NOTE: The above recommended folder structure is required only when using the fully automated operation mode of the analysis pipeline. However, we recommend utilizing this structure as a best practice even when using the code in a manual mode of operation where individual modules may be run separately allowing further customization.
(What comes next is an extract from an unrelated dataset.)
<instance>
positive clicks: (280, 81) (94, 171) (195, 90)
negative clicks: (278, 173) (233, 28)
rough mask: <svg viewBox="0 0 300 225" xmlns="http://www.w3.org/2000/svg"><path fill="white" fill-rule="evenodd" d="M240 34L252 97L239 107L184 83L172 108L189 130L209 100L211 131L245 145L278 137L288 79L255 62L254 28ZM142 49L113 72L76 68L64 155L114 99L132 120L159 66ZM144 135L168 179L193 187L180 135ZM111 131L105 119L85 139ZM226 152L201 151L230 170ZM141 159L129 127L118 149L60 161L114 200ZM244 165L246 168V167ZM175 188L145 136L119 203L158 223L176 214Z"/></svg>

C) Creation of a configuration (.json file):

A configuration file with a .json file extension needs to be included in the dataset folder, in order to provide input on data acquisition and analysis parameters. These parameters incude details such as voxel size, choice of segmentation method (e.g., thresholding vs machine-learning based) among others.
A detailed list of relevant parameters that need to be specifed in the configuration file are listed below, followed by an example of the .json file itself.
See table of arguments.

D) Hardware Setting

The analysis was performed on the high perfomance computing (HPC) environment. Due to the nature of the code (storing all middle steps localy) it may be used on local computer as well.

1) Our HPC recources

HPC hardware we had at disposal is Cray CS Storm has following recources:

8 GPU Nodes. Each node in the following configuration:

8x V100 SXM2 32GB HBM2, NVLink 2
2x CLX 6240, 18c, 2.6 GHz (150W)
24x 32 GiB DDR4-2933; 768 GiB total
4x P4510, NVMe SSD, 2.5”, 2 TB
2x S4510, SATA SSD, 2.5”, 240 GB
4x Mellanox CX-4, x8, VPI Single-Port, QSFP28

On this setting we were able to analyze one study (containing roughly 1500 Z-planes) in 2 hour. (including resizing preprocessing)

2) Study Parameters

One Lightsheet study has roufly 1500 z-plane images. Each image having resolution of 5732 x 6078 pixels (35 MB each). Therefore, one study has 3 x 1500 images requiring almost 1TB storage. For the purposes of analysis we resize the images to smaller ones and convert original tiff files to vector arrays.

To operate the code on local computers we recommend the following MINIMAL Hardware Requirements:

3) Minimal Recommended setting for local usage

Based on the input data we recommend following minimal recources: * CPU with 8 Cores * 16 GB RAM * 1TB (hard disk) Storage for the Data (for raw data storage) * GPU is only required when deep learning model (UNET) is being used.